Q:植物の葉は光をとらえるために、全反射を用いて光路長を伸ばす柵状組織と光を追い返す海綿状組織を持っているというお話を聞いて、光を効率よくとらえる植物の葉の構造として他にどのようなものが考えられるだろうかと考えました。前述の植物の葉の構造は光路長を長くすることで光路中にある葉緑体の数が多くなり、光の捕集率が上がるということだと考えましたが、光を一点に集めて捕らえることで捕集率を上げることもできるのではないかと考えました。例えば、レンズの様な構造で上から来た光を屈折させて下にある光合成器官に集める、もしくは放物曲面の鏡のような構造を用いて光を反射して上にある光合成器官に集めるといったようなことをする植物がいても良いと思います。しかしこのような植物の存在は知られていません。光の捕集率に関しては物理学的な分野で私には検証しにくいですが、このような植物が存在できない生物学的な理由としては
(1)光を一点に集中させてそこで捕集するので、光合成器官の位置が成長の不具合や傷害などで少しでもずれたりすると光の捕集率が一気に低下する。

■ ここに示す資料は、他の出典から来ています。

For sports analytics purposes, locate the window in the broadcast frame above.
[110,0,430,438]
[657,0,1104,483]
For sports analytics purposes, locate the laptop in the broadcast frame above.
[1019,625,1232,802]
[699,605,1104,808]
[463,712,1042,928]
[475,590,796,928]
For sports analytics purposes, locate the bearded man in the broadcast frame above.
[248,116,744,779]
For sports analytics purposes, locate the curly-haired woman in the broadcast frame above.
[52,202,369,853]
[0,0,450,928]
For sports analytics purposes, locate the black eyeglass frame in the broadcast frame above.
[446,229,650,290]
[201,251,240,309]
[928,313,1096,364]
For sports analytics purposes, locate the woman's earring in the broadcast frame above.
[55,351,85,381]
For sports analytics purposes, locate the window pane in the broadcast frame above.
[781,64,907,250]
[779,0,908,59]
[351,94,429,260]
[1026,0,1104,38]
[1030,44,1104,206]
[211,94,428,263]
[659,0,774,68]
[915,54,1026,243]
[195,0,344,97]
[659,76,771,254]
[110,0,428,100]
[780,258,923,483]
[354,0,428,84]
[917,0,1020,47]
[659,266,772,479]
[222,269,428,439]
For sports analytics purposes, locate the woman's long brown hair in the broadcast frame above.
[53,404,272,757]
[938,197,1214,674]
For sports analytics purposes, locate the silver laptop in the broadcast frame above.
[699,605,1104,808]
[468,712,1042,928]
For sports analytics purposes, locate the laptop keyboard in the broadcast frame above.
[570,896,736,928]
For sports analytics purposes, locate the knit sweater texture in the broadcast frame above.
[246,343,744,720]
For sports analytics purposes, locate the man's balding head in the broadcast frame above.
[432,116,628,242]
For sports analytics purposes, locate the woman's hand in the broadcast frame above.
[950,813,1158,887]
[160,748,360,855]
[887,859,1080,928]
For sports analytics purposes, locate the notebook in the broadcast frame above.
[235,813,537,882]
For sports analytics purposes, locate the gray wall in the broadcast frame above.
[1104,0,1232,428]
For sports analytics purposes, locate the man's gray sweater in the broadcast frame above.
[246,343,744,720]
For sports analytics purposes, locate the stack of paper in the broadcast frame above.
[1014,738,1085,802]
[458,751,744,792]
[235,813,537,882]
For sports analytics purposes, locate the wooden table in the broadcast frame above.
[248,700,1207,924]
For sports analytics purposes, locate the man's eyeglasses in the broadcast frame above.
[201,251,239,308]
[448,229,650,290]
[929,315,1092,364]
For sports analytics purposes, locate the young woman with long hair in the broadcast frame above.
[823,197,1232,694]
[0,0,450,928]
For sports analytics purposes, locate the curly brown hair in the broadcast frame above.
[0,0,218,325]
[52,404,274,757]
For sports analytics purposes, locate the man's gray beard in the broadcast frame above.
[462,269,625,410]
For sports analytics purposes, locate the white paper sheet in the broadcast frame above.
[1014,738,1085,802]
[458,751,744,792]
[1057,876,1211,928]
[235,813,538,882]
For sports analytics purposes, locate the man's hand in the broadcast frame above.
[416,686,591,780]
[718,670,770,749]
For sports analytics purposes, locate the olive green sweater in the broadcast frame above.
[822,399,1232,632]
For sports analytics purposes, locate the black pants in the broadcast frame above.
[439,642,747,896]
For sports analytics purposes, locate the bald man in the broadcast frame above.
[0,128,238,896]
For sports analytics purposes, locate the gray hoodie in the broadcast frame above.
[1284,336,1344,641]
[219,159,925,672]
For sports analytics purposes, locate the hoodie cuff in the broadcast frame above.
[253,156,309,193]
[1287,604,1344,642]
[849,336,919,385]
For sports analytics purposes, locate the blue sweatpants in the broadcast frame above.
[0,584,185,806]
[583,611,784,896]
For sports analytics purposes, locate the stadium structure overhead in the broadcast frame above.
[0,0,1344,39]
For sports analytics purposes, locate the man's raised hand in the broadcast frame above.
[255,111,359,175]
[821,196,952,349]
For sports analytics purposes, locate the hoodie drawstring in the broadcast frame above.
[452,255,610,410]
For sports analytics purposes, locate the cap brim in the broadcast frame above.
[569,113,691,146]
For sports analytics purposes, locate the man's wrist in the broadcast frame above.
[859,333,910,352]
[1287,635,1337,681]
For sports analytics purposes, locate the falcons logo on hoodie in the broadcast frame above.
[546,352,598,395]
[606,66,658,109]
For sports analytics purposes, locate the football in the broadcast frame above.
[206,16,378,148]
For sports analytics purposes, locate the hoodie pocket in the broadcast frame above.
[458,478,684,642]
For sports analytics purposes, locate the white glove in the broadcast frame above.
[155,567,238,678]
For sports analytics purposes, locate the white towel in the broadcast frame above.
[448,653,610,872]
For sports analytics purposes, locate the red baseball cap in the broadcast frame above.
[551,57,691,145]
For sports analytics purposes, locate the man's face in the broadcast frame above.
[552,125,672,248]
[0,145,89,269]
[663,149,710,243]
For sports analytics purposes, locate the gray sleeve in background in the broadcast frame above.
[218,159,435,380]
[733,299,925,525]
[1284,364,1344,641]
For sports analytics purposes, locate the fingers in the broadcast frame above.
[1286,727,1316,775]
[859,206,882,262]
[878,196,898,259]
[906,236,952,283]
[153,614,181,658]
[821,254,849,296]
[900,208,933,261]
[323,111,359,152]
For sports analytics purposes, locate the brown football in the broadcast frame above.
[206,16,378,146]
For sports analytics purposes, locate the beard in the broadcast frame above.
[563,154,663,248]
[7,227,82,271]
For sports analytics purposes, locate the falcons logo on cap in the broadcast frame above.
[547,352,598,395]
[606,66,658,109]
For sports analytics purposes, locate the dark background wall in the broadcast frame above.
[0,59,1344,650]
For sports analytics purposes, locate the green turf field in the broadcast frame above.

(2)一点に集中させた太陽光線が生む熱エネルギーは大きいので、その熱に耐えられる光合成器官が必要となってしまう。
などの理由が考えられると思います。

A:面白い考え方ですね。生物学的理由についてはもう一つあるかもしれません。光があちこちから来る散乱光の場合はレンズや反射光での集中が難しいという点です。直射日光の場合は、集中させることができますが、今度は太陽が動くという問題が生じます。太陽の方向に追尾して常に角度を調節するのはなかなか難しいように思います。